Abdurahman was educated at a small Calvinist mission school in Wellington (1877–80), at the Catholic Marist Brothers College, Cape Town (1881–4), and at the South African College, Cape Town (1884–7), where he was the first ‘Cape coloured’ pupil. Born into a house filled with the optimism of education and belief in the value of British culture, in 1888 he was sent to study medicine at the University of Glasgow, qualifying as a doctor (MB, CM) in 1893. After practical training in London, in 1895 he returned to South Africa, where he established and ran until the late 1930s a flourishing multiracial private medical practice in Cape Town. He was a particularly wealthy member of the tiny urban coloured élite which he embodied so well, his income enabling him to accumulate a large house, expensive cars, a yacht, and a holiday cottage. Abdurahman was a fine vindication of those who believed in the assimilation of respectable, English-speaking coloured people into a common middle-class society, thereby diluting a white-dominated South Africa.

Abdurahman was made richer by his marriages. The first, on 22 May 1894, to the British Helen (Nellie) Potter James (1877–1953), whom he met when a student in Glasgow, produced two daughters before ending in divorce on 17 August 1923. Their younger daughter, Zainunissa (Cissy) Abdurahman (1900–1963), married a Cape Town Indian doctor, A. H. Gool, and became an imposing political figure, devoting most of her life to fighting racial discrimination and poverty as a municipal councillor in Cape Town. Abdurahman's second marriage, on 16 November 1925, was to Margaret May Stansfield; they had two daughters and a son. His widow, like some other coloureds, emigrated to Canada in the 1960s to escape apartheid.

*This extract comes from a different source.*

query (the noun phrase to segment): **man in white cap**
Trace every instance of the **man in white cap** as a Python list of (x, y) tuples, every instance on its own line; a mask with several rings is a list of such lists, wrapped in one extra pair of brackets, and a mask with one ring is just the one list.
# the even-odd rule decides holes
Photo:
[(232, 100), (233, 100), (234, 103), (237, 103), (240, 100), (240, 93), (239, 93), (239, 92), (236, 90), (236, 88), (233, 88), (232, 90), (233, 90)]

Abdurahman, the gentleman professional, came to public prominence in September 1904 when he was elected the first non-European Cape Town city councillor, a position he held (except for two years, 1913–15) until he died. He rapidly acquired a reputation as a lucid orator and watchful administrator, and became influential in local government through chairing public health, public works, streets and drainage, and numerous other council committees between 1923 and 1937. His exceptional political reach in municipal affairs not only gave him a steady grip on his personal coloured electorate but assured him of attention from white councillors, particularly those from wards with a substantial proportion of coloured voters. Throughout his tenure he pushed for various forms of municipal improvement and welfare intervention to improve living conditions for the Cape Town poor. His expansive legislative presence was buttressed further when, in March 1914, he became the first coloured man elected to the Cape provincial council, a position which he held until his death. In provincial politics he devoted himself to the advocacy of coloured needs in health provision and, especially, schooling.

The importance of education was central to Abdurahman's thinking and to much of his public work because he believed that improving school facilities and standards would enable coloured people to improve their economic and social circumstances in a segregationist order. He worked with Dr A. H. Gool to launch the first secular schooling for Muslim children, and was instrumental in setting up the first two coloured secondary schools in Cape Town, Trafalgar High School in 1911, and Livingstone High School in 1934. Concerned to nourish a political environment of community improvement, in 1913 he spearheaded the formation of the professional Teachers' League of South Africa to mobilize coloured teachers behind a low-key but dogged campaign to reform the segregated education system. While this accomplished little, if anything, Abdurahman's legacy of educational activity was both large and enduring.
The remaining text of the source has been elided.